O segundo longa de Schoenbrun defende o poder da ficção para nos ajudar a descobrir quem somos, em uma alegoria trans com a melhor trilha sonora do ano
Eduardo Lima
Num passado distante, filmes adolescentes eram dois produtos em um: um filme, que viraria uma fita VHS ou um DVD alguns meses depois de estrear nos cinemas, e um álbum de trilha sonora. A curadoria do diretor e do coordenador musical, misturando músicas já existentes e composições novinhas, gravadas especialmente para o filme, resultava em álbuns legais de ouvir como álbuns, do começo ao fim.
Uma arte perdida resgatada por Jane Schoebrun, que dirigiu I Saw the TV Glow e pensou em sua trilha sonora, com alguns dos nomes mais interessantes da música indie da última década, como Caroline Polachek, yeule, Phoebe Bridgers e Alex G. Em suas primeiras conversas com a produtora A24, Schoenbrun insistiu que a trilha sonora era parte integral da nostalgia do filme, que aponta para os anos 1990 com sua estética (a história se passa em 1996) e para o futuro com seu cinema. É só o segundo filme de Schoenbrun, que já é claramente um dos maiores talentos que o cinema norte-americano ofereceu ao mundo nos últimos anos.
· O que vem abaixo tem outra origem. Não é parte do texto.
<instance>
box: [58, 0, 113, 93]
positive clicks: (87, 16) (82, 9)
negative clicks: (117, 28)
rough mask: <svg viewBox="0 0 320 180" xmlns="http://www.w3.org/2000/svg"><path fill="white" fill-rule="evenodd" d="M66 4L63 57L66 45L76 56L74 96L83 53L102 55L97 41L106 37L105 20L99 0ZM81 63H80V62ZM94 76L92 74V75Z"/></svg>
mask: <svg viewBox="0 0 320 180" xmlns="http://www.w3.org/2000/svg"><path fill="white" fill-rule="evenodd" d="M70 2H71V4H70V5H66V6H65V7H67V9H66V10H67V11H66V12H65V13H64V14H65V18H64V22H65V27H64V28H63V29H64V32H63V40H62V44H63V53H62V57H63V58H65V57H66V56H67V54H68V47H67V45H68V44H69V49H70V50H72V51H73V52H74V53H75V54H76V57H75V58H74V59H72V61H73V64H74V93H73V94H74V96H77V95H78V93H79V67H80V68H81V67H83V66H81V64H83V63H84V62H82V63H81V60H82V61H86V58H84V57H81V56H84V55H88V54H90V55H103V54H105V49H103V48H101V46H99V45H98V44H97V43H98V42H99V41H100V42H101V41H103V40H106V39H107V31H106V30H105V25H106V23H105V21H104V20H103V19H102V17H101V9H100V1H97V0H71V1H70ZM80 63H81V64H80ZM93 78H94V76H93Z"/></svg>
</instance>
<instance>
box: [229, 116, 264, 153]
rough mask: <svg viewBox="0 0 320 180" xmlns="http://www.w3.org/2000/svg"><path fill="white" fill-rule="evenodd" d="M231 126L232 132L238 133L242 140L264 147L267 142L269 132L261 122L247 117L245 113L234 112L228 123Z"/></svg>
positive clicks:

Os adolescentes Owen e Mandy criam uma amizade a partir de um programa de televisão que os pais de Owen não deixam ele assistir. Ele vai até a casa de Mandy, escondido, para assistir The Pink Opaque. A série, inspirada por Buffy the Vampire Slayer, conta a história de Isabel e Tara, adolescentes que ganham uma conexão psíquica especial durante um acampamento de verão e se unem no plano astral para lutar contra o Sr. Melancolia, um vilão que pode distorcer a sensação do tempo e da realidade.
O filme existe na linha tênue entre coming-of-age realista e a vida no mundo dos sonhos – principalmente pesadelos – cheio de neon e cenas assustadoras não pelo conteúdo, e sim pela forma, depressiva e sombria. O filme nunca é claro: mesmo nas cenas ao ar livre durante o dia, a iluminação é escura. Em I Saw the TV Glow, a luz vem das telas, não do mundo real. Isso não quer dizer que o filme é cinza, como tantos saindo de Hollywood nos últimos anos. TV Glow é um filme bonito, cheio de imagens que ficaram na minha cabeça por dias depois de assistir (a cena no corredor cheia de escritos neon é fantástica).
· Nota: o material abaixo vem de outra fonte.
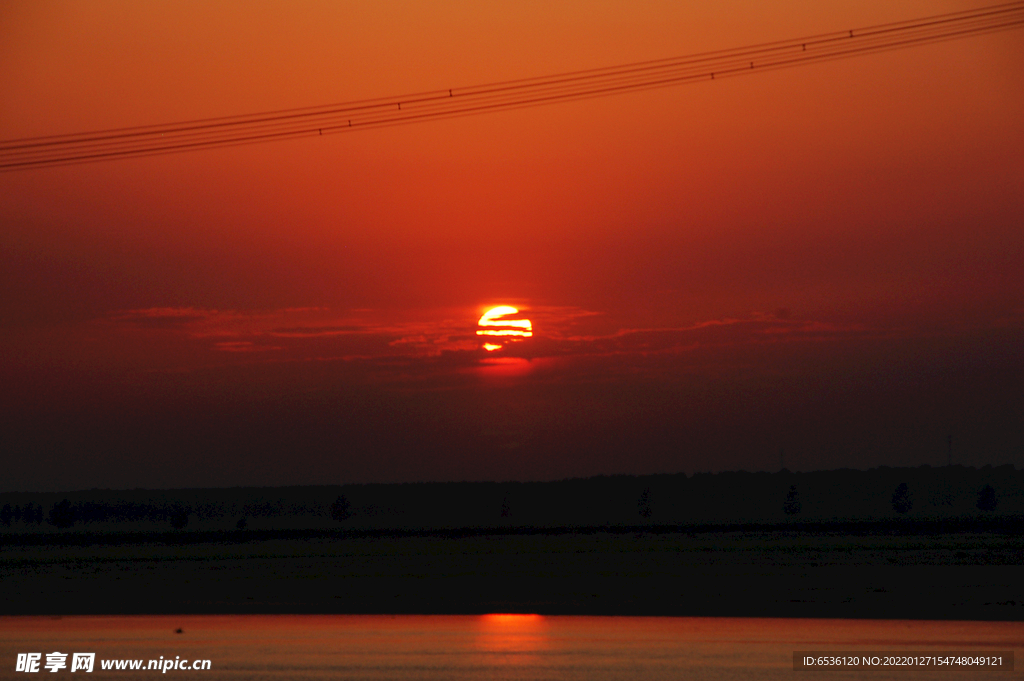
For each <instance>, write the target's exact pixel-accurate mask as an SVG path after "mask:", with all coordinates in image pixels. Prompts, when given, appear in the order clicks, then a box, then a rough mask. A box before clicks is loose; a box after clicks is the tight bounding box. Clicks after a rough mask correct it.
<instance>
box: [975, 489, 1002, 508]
mask: <svg viewBox="0 0 1024 681" xmlns="http://www.w3.org/2000/svg"><path fill="white" fill-rule="evenodd" d="M996 504H998V500H997V499H996V498H995V488H994V487H993V486H992V485H990V484H986V485H985V486H984V487H982V488H981V490H979V491H978V504H977V506H978V509H979V510H981V511H994V510H995V505H996Z"/></svg>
Os protagonistas começam, então, a confundir a ficção com a realidade. Eles não são ignorantes ou ingênuos. Mandy e Owen percebem que a realidade é alienante e que melancolia não é só um vilão num programa de TV, mas uma condição existencial. The Pink Opaque é mais real que a própria vida real, repleta de figuras familiares hostis e dificuldades na escola. É difícil ser adolescente, todo mundo sabe.
Mas é mais difícil ainda ser um adolescente queer. Owen se enxerga em Isabel, uma das protagonistas da série. Como muitos adolescentes, ele investe seus sentimentos na cultura pop. A vida de fã oferece conexões mais genuínas que as disponíveis na realidade. No caso dessa alegoria trans cuidadosamente construída, até o relacionamento consigo mesmo é mais verdadeiro na contraparte fictícia. Por meio do poder maravilhoso da ficção de colocar o espectador no corpo de outra pessoa, Owen pode se sentir confortável num corpo que é mais seu do que o seu próprio.
I Saw the TV Glow é uma máquina de empatia. O cinema abre as portas para experiências que o espectador talvez nunca viva. É uma ferramenta poderosa de imaginação. Para Owen, a série é uma chance de imaginar uma vida melhor, como uma ela. Para o espectador que já passou por isso, eu imagino que a sensação de ver a TV brilhar seja um misto de esperança e medo, um susto de que as coisas não precisam ser como são. Para quem talvez tenha dificuldade de entender, o filme explica, não com palestra e conteúdo, mas com a sensação aterrorizante de não ser quem você parece ser. É muito difícil não sair de I Saw the TV Glow agoniado por Owen, ou por qualquer um que esteja na mesma situação. Para esses, que estão com medo de viver a vida real que imaginam, Schoenbrun tem uma mensagem: ainda há tempo.